The offsite brainstorming session was supposed to be productive.
It turned into a disaster.
Mira already knew it was going to be a long day when she got stuck sitting next to Rohan on the two-hour drive to Lonavala. The agency had booked a cozy resort with glass cottages and scenic hills, thinking fresh air would lead to fresh ideas. What it led to, instead, was tension.
She hated how casually Rohan leaned back in his seat, typing on his phone like this was just another day in his picture-perfect life. Meanwhile, she was juggling sticky notes, a mini whiteboard, and a rising sense of irritation.
“I swear,” she muttered, not even trying to hide it, “if you try to change the pitch structure again, I’m throwing your laptop out the window.”
Rohan looked up calmly. “Relax. I haven’t said anything yet.”
“That’s exactly the problem.”
He just smiled, like she was amusing. Like none of this touched him. And somehow, that made her angrier than if he’d fought back.
---
By late afternoon, they hadn’t gotten anywhere.
Ideas kept clashing, and so did they. Sameer and the interns tried to mediate, but eventually gave up and left them in one of the empty cottages with a whiteboard and some snacks. Big mistake.
“You never listen,” Mira snapped, standing in front of the board, marker in hand. “You just bulldoze through what you think works.”
“I listen,” Rohan replied, evenly. “I just don’t always agree with you. There’s a difference.”
She turned to him, arms crossed. “Then why are you even here? If you're going to act like I don’t know what I’m doing—”
“I never said that.” He stood too now, tired of playing calm. “You’re brilliant, Mira. But you think every disagreement is an attack. Not everyone’s out to get you.”
That shut her up.
Because deep down — she knew he was right.
Before she could reply, thunder cracked in the distance.
“Perfect,” she muttered. “As if this day wasn’t crap already.”
Rain came fast, heavy and wild, pounding against the glass windows like it had a personal vendetta.
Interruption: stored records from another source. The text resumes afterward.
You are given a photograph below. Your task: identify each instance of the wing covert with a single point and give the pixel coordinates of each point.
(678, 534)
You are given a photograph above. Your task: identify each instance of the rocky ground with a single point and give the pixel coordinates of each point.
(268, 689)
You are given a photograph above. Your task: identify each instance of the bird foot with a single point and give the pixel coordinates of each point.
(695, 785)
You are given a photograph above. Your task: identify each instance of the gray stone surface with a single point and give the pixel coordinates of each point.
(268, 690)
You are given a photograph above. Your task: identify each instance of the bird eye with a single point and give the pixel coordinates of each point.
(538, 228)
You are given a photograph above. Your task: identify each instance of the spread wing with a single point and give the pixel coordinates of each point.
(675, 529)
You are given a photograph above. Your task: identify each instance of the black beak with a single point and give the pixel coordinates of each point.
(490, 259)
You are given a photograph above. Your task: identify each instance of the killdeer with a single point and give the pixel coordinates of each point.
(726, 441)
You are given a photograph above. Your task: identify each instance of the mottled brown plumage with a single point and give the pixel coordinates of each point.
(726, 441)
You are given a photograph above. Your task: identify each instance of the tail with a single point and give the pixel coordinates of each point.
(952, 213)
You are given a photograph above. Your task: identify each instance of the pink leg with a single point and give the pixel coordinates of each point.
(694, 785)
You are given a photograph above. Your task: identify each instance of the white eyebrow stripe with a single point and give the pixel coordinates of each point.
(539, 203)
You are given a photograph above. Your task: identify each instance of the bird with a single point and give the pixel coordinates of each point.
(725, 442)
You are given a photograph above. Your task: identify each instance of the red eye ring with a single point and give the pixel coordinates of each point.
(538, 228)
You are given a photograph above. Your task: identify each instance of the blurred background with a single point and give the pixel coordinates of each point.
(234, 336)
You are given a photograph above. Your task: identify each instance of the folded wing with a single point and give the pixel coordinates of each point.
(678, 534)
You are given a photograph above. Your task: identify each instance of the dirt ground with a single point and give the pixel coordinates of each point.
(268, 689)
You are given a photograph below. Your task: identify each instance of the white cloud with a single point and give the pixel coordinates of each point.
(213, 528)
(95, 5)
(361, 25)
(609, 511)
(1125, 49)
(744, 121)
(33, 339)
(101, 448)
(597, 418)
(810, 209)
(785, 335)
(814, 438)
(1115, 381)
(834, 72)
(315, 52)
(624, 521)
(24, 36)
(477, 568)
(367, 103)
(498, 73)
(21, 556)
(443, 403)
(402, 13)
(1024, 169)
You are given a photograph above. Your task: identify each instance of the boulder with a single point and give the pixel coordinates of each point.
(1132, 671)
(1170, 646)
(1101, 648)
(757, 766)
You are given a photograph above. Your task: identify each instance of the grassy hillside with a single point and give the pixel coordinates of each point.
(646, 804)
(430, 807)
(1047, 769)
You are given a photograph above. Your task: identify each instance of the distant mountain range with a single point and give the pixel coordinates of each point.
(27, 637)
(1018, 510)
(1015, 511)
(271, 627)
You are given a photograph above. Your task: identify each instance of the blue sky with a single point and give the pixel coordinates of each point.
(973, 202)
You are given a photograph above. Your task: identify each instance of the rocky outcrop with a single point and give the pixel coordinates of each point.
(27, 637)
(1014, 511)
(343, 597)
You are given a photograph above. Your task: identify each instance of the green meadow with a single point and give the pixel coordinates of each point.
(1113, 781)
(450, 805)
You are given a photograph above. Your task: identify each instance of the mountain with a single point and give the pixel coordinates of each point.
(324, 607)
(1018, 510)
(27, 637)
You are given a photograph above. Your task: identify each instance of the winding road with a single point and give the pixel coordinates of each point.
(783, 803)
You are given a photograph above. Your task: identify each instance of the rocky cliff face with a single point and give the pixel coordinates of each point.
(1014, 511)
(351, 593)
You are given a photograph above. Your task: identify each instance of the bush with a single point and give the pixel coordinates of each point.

Within minutes, the whole hill station was drowning in fog and cold.
Power cut. Lights flickered. The wind howled through the trees.
“Great,” Rohan muttered. “We’re stuck.”
“Of course we are,” Mira sighed. “Stuck with you, naturally.”
He looked at her then — not annoyed, not smirking — just tired. “You know, for someone who claims to hate me, you spend a lot of time watching me.”
Her breath hitched, just for a second. “I watch everyone I have to work with.”
He stepped closer. “But you fight me. You don’t fight anyone else like this.”
She didn’t move away. She didn’t know why. “You’re different,” she whispered.
The storm outside was deafening now, thunder and wind rolling like waves. But the storm inside? That was quiet. Still. Like they were standing at the edge of something neither of them understood.
“I push you,” Rohan said, voice low, “because you’re the only one who pushes back.”
Mira looked up at him. He was close now. Closer than he’d ever been. And not just physically. His walls weren’t up tonight. Neither were hers.
The tension between them had always been sharp. But now it felt like gravity. Like inevitability.
She looked at his mouth and hated that her heart skipped. Hated that she wanted him to kiss her.
“I don’t know what this is,” she said, honestly.
He swallowed. “Me neither.”
The lights flickered one more time. Then total darkness.
And in that second — the air between them snapped.
His hands found her waist. Hers gripped the front of his shirt. And just like that, after weeks of bickering, they kissed.
It wasn’t soft. It wasn’t sweet. It was raw, confused, full of frustration and heat.
When they finally pulled apart, breathless, Mira whispered, “This changes everything.”
Rohan touched her face gently. “Good.”
Outside, the storm raged. Inside, they’d just stepped into one of their own — and neither of them wanted to find the way out.